Cinéaste rare et précieux, Isao Takahata revient enfin après 13 ans d'absence et outre une participation au documentaire Jours d'hivers, l'auteur de Nos voisins les Yamada manquait cruellement au Studio Ghibli. Et le merveilleux Le Conte de la Princesse Kaguya, vient rappeler à quel point le maitre cultive un cinéma d'animation aussi poétique que totalement atypique.
Différent déjà parce que au contraire de son grand ami Hayao Miyazaki, Takahata n'est pas un dessinateur et se détache donc depuis ses débuts d'un style visuel identifié et marqué. Et c'est loin d'être un défaut puisqu'ainsi chacun de ses films est approché avec un style et un trait totalement différent, en accointance avec le sujet désiré. Le réalisme de la ligne claire dans Le Tombeau des lucioles, le contraste entre l'école Ghibli et le shojo dans Omoide Poroporo, les rondeurs enfantines de Pompoko jusqu'à l'épure de Nos Voisins les Yamada se réappropriant directement le trait du strip de Hisaichi Ishii. Plus fouillées, plus éblouissantes, les illustrations du Conte de la Princesse Kaguya en découle pourtant directement, reprenant avec naturel et une finesse rarement atteinte, la subtilité et l'évanescence des grandes estampes d'autrefois autant que la simplicité apparente des premiers grands classiques du cinéma animé japonais comme Le Serpent Blanc, sur lequel justement Takahata avait œuvré. Le rendu est constamment renversant de beauté, intégrant fermement cette sensation d'esquisse, de peinture à l'eau, à une animation d'une fluidité et d'une richesse fascinante (la fuite dans la neige et ses traits qui « s'échappent »), qui donne vie aussi bien à une nature foisonnante (les saisons au cœur du dispositif), qu'au fourmillement pourtant épuré à l'extrême de la vie à la cité.
Une certaine reconstruction d'un art, allant à l'encontre de la mouvance contemporaine de l'animation 3D qui se veut si réaliste, et qui rejoint idéalement le choix d'adapter un illustre conte du folklore japonais du Xe siècle, imaginé par une courtisane impériale. Sous des dehors de fable naïve (la petite fille née dans un bambou), le film s'avère ainsi autant un grand hymne fervent à la nature, voir au « paradis perdu », qu'une leçon morale (et non une leçon De morale) sur les diktat sociaux, la course irréfléchie au luxe et la perte de liberté qui en découle.

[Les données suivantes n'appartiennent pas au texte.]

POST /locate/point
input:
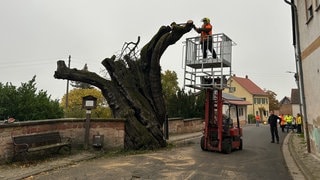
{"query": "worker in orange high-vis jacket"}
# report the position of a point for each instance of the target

Des thèmes qui rejoignent bien évidemment ceux si chers à Takahata, qu'il aborde d'ailleurs frontalement, reprenant épisode après épisode chaque jalon du conte, quitte parfois à étirer un peu trop certaines séquences. De très légères chutes de rythme, qui n'entame pas vraiment la force évidente de l'œuvre, délicieuse féerie se prêtant volontiers à la comédie (les prétendants précieux et ridicules de la belle princesse, ses facéties pour s'échapper des carcans de la noblesse), à la contemplation festoyante d'une nature campagnarde et bien entendu à une certaine dureté métaphysique lorsque le destin fataliste de la jeune fille prend un tour tragique. Isao Takahata signe sans doute là sont dernier dessin animé, une tristesse soit, mais avec Le Conte de la Princesse Kaguya, il a bien mérité sa vénérable retraite.